Sojourn in this land, and I will be with you and will bless you, for to you and to your offspring I will give all these lands, and I will establish the oath that I swore to Abraham your father.

Reflection: The Sojourner’s Trust
By Elisabeth Elliot

What do we really want in life? Sometimes I have the chance to ask this question of high school or college students. I am surprised at how few have a ready answer. Oh, they could come up with quite a long list of things, but is there one thing above all others that they desire?

One thing have I asked of the Lord,” said David, “this is what I seek: that I may dwell in the house of the Lord all the days of my life.” To the rich young man who wanted eternal life Jesus said, “One thing you lack… go sell everything.” In the parable of the sower Jesus tells us that the seed which is choked by thorns has fallen into a heart clogged with the worries of this life, the deceitfulness of riches, and the desire for other things.

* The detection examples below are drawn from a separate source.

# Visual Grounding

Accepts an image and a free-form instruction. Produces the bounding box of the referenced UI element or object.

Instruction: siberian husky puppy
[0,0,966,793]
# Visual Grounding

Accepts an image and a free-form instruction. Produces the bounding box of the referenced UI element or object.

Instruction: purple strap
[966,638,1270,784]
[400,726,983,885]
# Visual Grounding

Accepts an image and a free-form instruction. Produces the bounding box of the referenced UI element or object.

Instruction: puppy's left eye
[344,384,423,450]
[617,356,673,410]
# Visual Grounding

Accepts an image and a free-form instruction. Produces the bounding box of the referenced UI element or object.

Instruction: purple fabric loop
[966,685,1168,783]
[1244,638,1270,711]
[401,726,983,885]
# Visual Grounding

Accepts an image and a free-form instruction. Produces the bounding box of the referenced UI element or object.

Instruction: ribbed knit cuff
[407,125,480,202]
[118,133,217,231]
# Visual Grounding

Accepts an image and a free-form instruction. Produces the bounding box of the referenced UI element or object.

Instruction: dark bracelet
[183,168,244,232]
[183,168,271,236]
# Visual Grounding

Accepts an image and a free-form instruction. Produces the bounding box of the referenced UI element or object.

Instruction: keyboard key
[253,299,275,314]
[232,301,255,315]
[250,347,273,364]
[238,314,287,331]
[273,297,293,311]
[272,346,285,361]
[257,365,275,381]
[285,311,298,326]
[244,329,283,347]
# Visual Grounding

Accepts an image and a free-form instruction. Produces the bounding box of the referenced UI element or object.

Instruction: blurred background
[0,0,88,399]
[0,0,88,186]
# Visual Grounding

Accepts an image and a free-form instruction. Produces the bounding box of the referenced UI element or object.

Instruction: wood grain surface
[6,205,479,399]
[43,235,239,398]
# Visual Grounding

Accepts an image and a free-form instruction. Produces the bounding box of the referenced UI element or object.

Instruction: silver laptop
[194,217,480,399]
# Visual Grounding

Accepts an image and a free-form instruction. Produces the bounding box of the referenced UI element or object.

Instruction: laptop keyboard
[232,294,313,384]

The apostle Paul said, “One thing I do: forgetting what is behind and straining toward what is ahead, I press on toward the goal to win the prize for which God has called me heavenward in Christ Jesus.”

A quiet heart is content with what God gives. It is enough. All is grace. Response is what matters. Remember that our forefathers were all guided by the pillar of cloud, all passed through the sea, all ate and drank the same spiritual food and drink, but God was not pleased with most of them.

Their response was all wrong. Bitter about the portions allowed they indulged in idolatry, gluttony, and sexual sin. The same almighty God apportioned their experiences. All events serve his will. Some responded in faith, most did not.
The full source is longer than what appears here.